An output policy defines the rules for what files a task must (or must not) produce. The policy is set on the agent and can be overridden per task. When the agent calls finish, the daemon validates the declared output files against the policy. If the validation fails, the finish request is rejected and the agent must try again.

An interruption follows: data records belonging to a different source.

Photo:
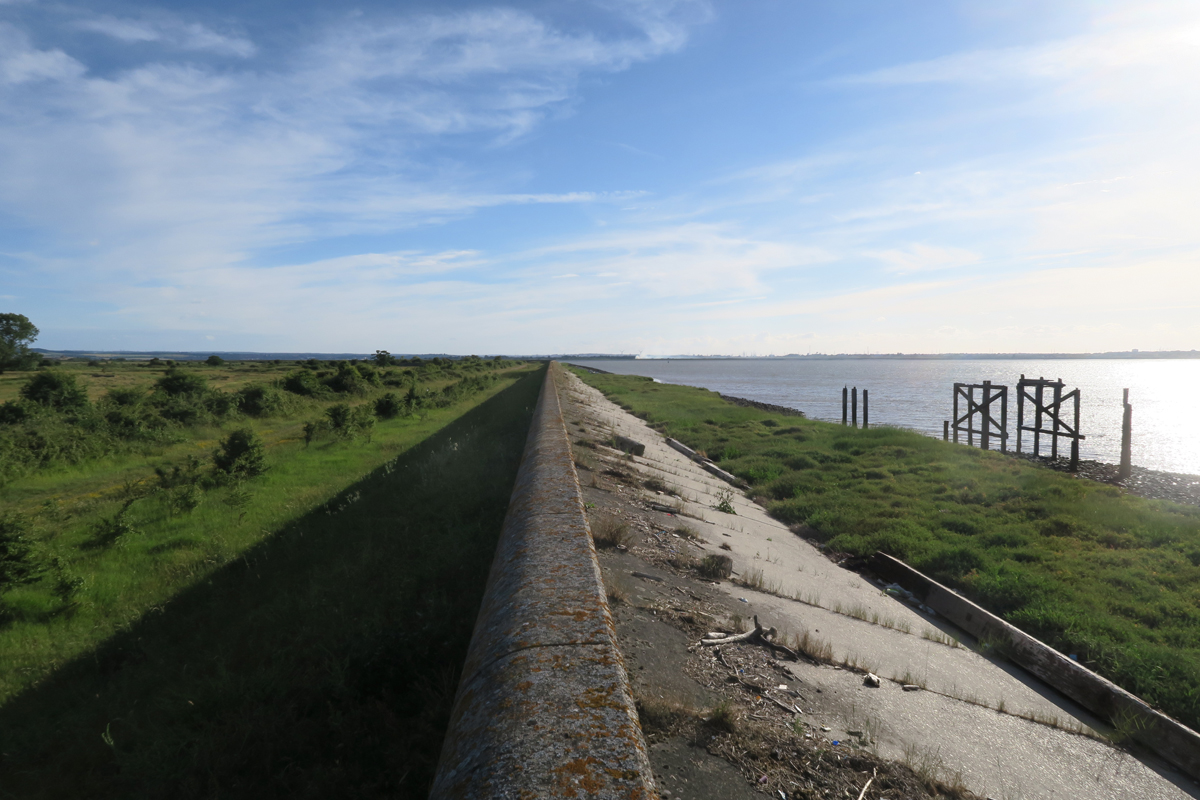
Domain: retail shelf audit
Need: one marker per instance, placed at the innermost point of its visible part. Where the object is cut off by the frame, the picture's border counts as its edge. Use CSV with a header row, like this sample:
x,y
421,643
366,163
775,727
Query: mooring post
x,y
1020,409
955,417
1074,440
971,408
1126,439
1003,419
1037,425
1055,416
985,417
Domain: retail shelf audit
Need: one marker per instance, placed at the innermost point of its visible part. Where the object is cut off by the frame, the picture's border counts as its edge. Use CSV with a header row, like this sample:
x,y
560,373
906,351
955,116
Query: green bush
x,y
16,552
303,382
54,389
262,401
241,455
178,383
389,405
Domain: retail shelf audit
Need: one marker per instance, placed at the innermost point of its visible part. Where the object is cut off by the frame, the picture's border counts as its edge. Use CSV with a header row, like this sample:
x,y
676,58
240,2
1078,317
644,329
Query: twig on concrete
x,y
863,793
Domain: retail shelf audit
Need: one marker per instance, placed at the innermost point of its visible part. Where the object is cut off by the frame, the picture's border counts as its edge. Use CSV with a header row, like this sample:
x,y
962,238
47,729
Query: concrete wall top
x,y
544,708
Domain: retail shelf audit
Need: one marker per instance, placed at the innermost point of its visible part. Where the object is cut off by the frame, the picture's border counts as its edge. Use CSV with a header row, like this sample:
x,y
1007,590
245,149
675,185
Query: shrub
x,y
389,405
54,389
261,401
178,383
348,380
16,552
15,411
125,396
303,382
241,455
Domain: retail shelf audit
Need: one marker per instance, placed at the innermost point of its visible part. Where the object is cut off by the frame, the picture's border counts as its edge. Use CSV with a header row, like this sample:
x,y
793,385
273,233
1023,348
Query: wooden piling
x,y
955,414
1057,413
1074,441
1127,439
985,432
1020,410
1003,420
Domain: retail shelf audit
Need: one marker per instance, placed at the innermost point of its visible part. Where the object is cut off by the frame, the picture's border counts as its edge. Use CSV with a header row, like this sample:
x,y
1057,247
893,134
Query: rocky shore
x,y
1176,487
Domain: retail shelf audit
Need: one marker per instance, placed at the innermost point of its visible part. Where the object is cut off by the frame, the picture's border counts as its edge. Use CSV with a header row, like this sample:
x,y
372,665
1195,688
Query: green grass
x,y
1099,573
297,636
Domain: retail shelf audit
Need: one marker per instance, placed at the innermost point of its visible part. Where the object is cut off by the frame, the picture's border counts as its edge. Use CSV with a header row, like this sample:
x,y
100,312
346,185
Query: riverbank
x,y
737,720
1095,571
1151,483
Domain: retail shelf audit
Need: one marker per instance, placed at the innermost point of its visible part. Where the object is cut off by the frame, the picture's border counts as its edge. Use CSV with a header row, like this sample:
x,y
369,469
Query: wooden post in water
x,y
1037,420
1127,439
955,414
970,415
1020,410
1003,420
1074,440
985,417
1057,413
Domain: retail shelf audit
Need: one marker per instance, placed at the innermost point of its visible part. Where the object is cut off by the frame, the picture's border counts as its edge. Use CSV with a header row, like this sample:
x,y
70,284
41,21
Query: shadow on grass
x,y
322,663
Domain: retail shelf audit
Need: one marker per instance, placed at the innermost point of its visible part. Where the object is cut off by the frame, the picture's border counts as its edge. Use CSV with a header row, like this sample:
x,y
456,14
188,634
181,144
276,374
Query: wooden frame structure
x,y
1048,407
989,426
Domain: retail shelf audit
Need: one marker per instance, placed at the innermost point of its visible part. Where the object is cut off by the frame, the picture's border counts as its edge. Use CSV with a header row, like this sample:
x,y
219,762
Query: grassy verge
x,y
295,635
1109,577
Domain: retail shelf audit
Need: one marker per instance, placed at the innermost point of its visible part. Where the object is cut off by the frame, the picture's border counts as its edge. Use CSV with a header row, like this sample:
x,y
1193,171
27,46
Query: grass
x,y
609,531
298,635
1109,577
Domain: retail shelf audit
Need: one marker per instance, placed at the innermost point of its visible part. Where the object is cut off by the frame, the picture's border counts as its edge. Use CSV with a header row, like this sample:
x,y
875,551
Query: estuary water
x,y
918,395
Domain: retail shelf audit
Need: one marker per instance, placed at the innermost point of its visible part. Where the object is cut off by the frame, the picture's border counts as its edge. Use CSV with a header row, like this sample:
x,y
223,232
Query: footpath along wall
x,y
544,708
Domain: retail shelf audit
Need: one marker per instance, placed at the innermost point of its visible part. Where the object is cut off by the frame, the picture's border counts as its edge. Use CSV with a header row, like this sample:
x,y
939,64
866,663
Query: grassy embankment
x,y
1110,577
298,632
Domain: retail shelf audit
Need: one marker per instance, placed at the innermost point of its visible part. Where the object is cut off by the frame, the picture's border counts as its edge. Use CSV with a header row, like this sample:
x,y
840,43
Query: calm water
x,y
919,395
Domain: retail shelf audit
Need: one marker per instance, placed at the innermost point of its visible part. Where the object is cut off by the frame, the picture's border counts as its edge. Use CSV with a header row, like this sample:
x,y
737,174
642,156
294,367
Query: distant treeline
x,y
54,422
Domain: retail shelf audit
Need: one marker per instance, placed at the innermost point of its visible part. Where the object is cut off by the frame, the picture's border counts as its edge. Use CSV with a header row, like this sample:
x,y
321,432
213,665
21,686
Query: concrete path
x,y
1000,731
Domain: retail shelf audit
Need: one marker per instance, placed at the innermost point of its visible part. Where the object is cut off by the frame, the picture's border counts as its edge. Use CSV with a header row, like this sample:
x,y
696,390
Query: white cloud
x,y
922,258
172,31
21,62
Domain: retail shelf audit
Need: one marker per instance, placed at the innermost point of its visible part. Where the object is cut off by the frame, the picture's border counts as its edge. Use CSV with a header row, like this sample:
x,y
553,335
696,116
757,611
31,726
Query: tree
x,y
16,335
55,389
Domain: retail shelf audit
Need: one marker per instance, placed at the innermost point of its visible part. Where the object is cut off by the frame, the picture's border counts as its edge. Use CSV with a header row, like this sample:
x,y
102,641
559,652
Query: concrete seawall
x,y
1169,738
544,708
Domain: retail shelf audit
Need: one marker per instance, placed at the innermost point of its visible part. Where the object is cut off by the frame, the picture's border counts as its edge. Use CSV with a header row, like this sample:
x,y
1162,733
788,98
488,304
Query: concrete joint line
x,y
491,749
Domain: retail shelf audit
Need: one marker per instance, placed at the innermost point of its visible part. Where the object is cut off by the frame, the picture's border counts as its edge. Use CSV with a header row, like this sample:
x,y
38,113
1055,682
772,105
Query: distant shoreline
x,y
243,355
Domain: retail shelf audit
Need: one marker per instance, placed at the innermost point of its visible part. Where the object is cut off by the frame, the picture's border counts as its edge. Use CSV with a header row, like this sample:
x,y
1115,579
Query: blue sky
x,y
622,175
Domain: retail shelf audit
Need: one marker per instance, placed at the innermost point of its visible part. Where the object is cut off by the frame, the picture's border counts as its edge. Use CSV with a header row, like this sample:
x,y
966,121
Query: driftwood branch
x,y
863,793
760,635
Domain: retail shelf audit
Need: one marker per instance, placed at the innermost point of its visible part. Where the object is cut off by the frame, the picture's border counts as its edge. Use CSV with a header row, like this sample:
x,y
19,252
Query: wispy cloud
x,y
171,31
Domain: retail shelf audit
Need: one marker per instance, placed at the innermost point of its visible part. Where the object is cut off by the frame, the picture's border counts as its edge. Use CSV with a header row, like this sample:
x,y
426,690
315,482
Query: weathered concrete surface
x,y
544,707
970,720
1167,737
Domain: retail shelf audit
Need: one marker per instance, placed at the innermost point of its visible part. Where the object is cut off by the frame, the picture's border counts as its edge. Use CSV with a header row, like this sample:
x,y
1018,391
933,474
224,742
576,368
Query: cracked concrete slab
x,y
970,717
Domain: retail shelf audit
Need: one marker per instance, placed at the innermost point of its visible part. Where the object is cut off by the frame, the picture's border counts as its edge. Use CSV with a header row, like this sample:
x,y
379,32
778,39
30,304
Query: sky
x,y
676,176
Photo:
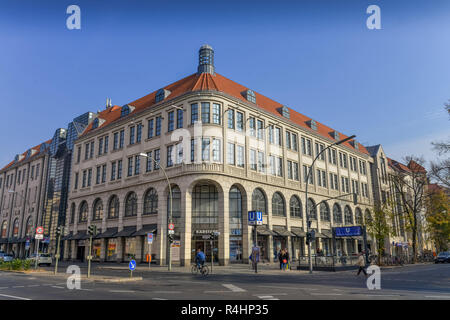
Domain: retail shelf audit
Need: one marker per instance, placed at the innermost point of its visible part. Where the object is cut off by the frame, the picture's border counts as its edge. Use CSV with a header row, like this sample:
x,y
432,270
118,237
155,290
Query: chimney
x,y
205,60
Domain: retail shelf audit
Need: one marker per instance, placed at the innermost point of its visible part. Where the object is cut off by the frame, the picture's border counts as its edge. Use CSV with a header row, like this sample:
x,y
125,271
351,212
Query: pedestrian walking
x,y
361,264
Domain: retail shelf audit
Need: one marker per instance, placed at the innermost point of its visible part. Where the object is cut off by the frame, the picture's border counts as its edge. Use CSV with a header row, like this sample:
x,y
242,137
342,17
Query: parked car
x,y
44,258
7,257
442,257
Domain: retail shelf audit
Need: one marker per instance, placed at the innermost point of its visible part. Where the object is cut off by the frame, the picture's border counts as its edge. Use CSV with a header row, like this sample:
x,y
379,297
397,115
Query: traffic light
x,y
92,230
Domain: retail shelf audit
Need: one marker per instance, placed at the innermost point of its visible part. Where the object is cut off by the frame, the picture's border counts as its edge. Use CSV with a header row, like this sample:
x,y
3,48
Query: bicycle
x,y
203,270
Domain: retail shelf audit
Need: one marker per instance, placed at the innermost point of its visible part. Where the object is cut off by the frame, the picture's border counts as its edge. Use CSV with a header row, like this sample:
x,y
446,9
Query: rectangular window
x,y
253,159
92,150
230,153
105,149
239,121
122,138
194,113
216,113
157,159
79,154
76,181
100,146
240,156
132,134
113,171
119,169
205,112
261,162
150,128
97,179
260,130
83,184
130,166
230,119
252,126
158,126
149,163
169,156
137,165
179,118
104,173
171,121
216,150
89,177
116,141
86,151
139,133
205,149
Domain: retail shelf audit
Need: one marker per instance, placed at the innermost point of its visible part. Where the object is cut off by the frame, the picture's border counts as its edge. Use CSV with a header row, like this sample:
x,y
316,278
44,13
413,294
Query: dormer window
x,y
335,135
250,95
161,94
284,111
95,124
126,109
312,124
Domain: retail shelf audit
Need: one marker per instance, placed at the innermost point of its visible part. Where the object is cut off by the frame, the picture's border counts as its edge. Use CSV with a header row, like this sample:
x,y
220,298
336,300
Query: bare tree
x,y
409,185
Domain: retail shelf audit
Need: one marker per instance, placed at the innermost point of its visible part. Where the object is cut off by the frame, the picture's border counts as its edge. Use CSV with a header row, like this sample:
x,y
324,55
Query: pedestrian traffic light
x,y
92,230
59,230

There are four output policies:

  • any — Zero or more files, no constraints. This is the default policy. The agent can finish with or without output files.
  • none — The task produces no output files. The agent must call finish without listing any files. This is useful for tasks that perform side effects (sending emails, updating databases) rather than producing artifacts.
  • at_least_one — The agent must declare at least one output file when calling finish. Use this when you always expect a deliverable from the task.
  • named — The agent must produce specific named outputs. With this policy, the agent uses the --output name=path syntax to map logical output names to file paths:
Named Output Examplebash
finish --complete-task --message "Done" \
  --output report=analysis_report.md \
  --output dataset=cleaned_data.csv

The named policy is especially useful when you are building automations that depend on specific output artifacts — your code can retrieve files by their logical name rather than guessing file paths.

Retrieving Output Files

Once a task reaches the finished status, you can list and download its output files.

List output files

Retrieve the list of files the agent declared when it called finish:

List Output Filesbash
curl https://api.agentcontainer.com/api/v1/tasks/tsk_xyz789/files \
  -H "Authorization: Bearer ac_live_xxxxxxxxxxxx"

Response:

File List Responsejson
{
  "files": [
    {
      "id": "file_out001",
      "name": "report.md",
      "mimeType": "text/markdown",
      "sizeBytes": 4096
    },
    {
      "id": "file_out002",
      "name": "charts.png",
      "mimeType": "image/png",
      "sizeBytes": 102400
    }
  ]
}

Download a file

Use the file ID to download a specific output file. The response body is the raw file content.

Download a Filebash
curl https://api.agentcontainer.com/api/v1/tasks/tsk_xyz789/files/file_out001 \
  -H "Authorization: Bearer ac_live_xxxxxxxxxxxx" \
  -o report.md

For the complete file endpoints, including error codes and optional query parameters, see the API Reference.

Per-Task Overrides

Every agent has default settings for model, internet access, max runtime, and output policy. You can override any of these on a per-task basis by including an overrides object in the task creation request. This is useful when a specific task needs a different model, longer runtime, or a stricter output policy than the agent's defaults.

Task with Overridesjson
{
  "description": "Generate a detailed financial model from the uploaded spreadsheet.",
  "inputFileIds": ["file_ghi789"],
  "overrides": {
    "model": "claude-sonnet-4.6",
    "internetAccess": false,
    "maxRuntimeSeconds": 1800,
    "outputPolicy": "at_least_one"
  }
}

The available override fields are:

  • model — The Claude model to use for this task. Overrides the agent's default model.
  • internetAccess — Whether the container has outbound internet access. Set to false for tasks that should run in a fully isolated environment.
  • maxRuntimeSeconds — Maximum wall-clock time the task is allowed to run before being terminated. If the task exceeds this limit, it will be marked as failed.
  • outputPolicy — The output policy for this specific task. Accepts any, none, at_least_one, or named. See Output Policies above.

Overrides only apply to the individual task — they do not change the agent's default configuration.